PERIGOS DO MOCINHO
Num dos capítulos da novela “A Favorita” houve uma cena em que o “mocinho” se encontrava no elevador de uma obra, em vias de despencar (o elevador, não a obra, por enquanto). Ele olha temeroso para os lados. Será que vai se estrepar? Final do capítulo. No capítulo do dia seguinte repete-se a cena e o espectador nota com alívio que o mocinho se jogou numa das lajes antes do incidente acontecer.
Coincidência ou não, isso lembra os antigos seriados da matinê dos domingos. Eram divididos em 12 ou 15 capítulos, de uns 20 minutos cada, com cenas de ação constante, culminando com o famoso “perigo do mocinho”. O mocinho caiu no despenhadeiro; o mocinho se encontra amarrado diante de uma gigante serra elétrica que irá dividi-lo em duas partes; o mocinho caiu numa cova cheia de animais selvagens... A gente estava careca de saber que o mocinho sempre encontrava um jeito de se safar, só ficava curioso para saber como.

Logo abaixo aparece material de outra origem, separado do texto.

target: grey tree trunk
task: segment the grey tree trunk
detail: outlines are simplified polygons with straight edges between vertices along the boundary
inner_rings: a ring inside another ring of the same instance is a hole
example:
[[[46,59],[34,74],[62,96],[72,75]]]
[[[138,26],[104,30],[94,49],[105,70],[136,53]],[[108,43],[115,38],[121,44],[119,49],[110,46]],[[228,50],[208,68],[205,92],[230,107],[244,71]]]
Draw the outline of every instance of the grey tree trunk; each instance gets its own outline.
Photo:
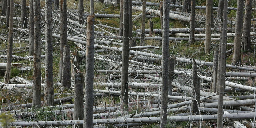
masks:
[[[195,42],[195,6],[196,4],[196,0],[192,0],[191,3],[189,43],[190,44],[192,44]]]
[[[219,78],[219,102],[218,104],[217,127],[222,127],[222,110],[223,104],[223,93],[224,92],[226,79],[226,51],[227,43],[227,0],[224,0],[222,33],[221,37],[221,48],[220,62],[220,77]]]
[[[52,0],[45,1],[45,80],[44,105],[53,105],[53,76],[52,62]]]
[[[7,63],[4,76],[4,82],[8,84],[11,77],[11,67],[12,64],[12,54],[13,52],[13,0],[10,0],[10,19],[8,24],[9,33],[8,37],[8,50],[7,51]]]
[[[219,0],[219,4],[218,5],[217,17],[220,18],[222,17],[223,14],[223,2],[224,0]]]
[[[197,65],[195,60],[193,60],[192,75],[193,86],[192,88],[192,103],[191,111],[193,115],[199,115],[198,108],[200,107],[200,90],[199,81],[200,79],[197,76]]]
[[[211,19],[212,15],[212,0],[206,0],[206,17],[205,20],[205,40],[204,43],[204,51],[205,53],[210,53],[211,47]]]
[[[142,16],[141,20],[141,35],[140,45],[144,45],[145,43],[145,19],[146,18],[146,0],[142,3]]]
[[[59,76],[60,82],[62,80],[63,65],[64,45],[67,43],[67,0],[61,0],[60,6],[60,54],[59,58]]]
[[[163,33],[162,35],[162,85],[161,88],[161,117],[160,127],[165,127],[167,121],[167,111],[168,86],[169,81],[169,24],[170,3],[170,0],[164,0],[163,8]]]
[[[34,55],[34,2],[29,1],[29,56]]]
[[[93,1],[91,0],[91,1]],[[93,6],[93,2],[91,6]],[[93,13],[93,11],[91,13]],[[86,59],[86,92],[84,98],[84,128],[91,128],[93,125],[93,69],[94,60],[94,16],[89,15],[87,18],[87,45]]]
[[[242,29],[243,24],[243,7],[244,2],[244,1],[243,0],[237,1],[237,9],[236,10],[236,17],[235,18],[234,53],[232,62],[233,64],[235,66],[240,66],[241,65],[241,31]]]
[[[242,47],[244,51],[251,50],[251,17],[252,0],[245,1],[245,13],[243,26],[243,37]]]
[[[41,107],[41,8],[40,0],[34,0],[34,44],[32,106]]]
[[[71,86],[70,78],[70,50],[69,45],[64,46],[63,64],[62,65],[62,79],[61,85],[65,88],[69,88]]]
[[[84,76],[81,73],[76,73],[74,85],[74,113],[73,120],[82,120],[84,119]],[[83,125],[78,126],[82,128]]]
[[[21,2],[21,23],[23,28],[27,28],[28,25],[28,17],[27,16],[26,0],[22,0]]]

As aventuras desses heróis de celulóide enchiam simbolicamente de emoções nossa vidinha pacata e eram imitadas nas brincadeiras de “camone” (corruptela da expressão “come on”, pronunciada com a arma apontada para o oponente).
Os seriados exploravam toda espécie de gênero: faroeste, espionagem, ficção científica, aventuras nas selvas; era ação constante, tiros, explosões, agressões. Os protagonistas não precisavam ser artistas, muitos mal abriam a boca; de preferência, que fossem atletas.
Não havia sutilezas, dava de reconhecer os bandidos logo de cara pela expressão e pelos gestos, com exceção do misterioso “chefão”, que deveria ficar incógnito até o final da série. A excitação era grande nos capítulos finais: desmascarado, o bandidão era perseguido pelo mocinho. O cinema quase vinha abaixo, gritos, assobios, cadeiras sacudidas. Também não havia cenas amorosas, o mocinho tinha mais intimidade com seu cavalo do que com a própria namorada. Isso, aliás, devia ser debitado ao rigoroso código de ética vigente naqueles tempos.
Os atuais cineastas e novelistas certamente aprenderam muito com os velhos e ingênuos seriados. O suspense ao final de cada capítulo, as cenas de perigo, as perseguições e explosões. Filmes como os de James Bond, Indiana Jones e outros, no fundo, não passam de “seriadões” com maior tecnologia. Será que as emoções continuam as mesmas?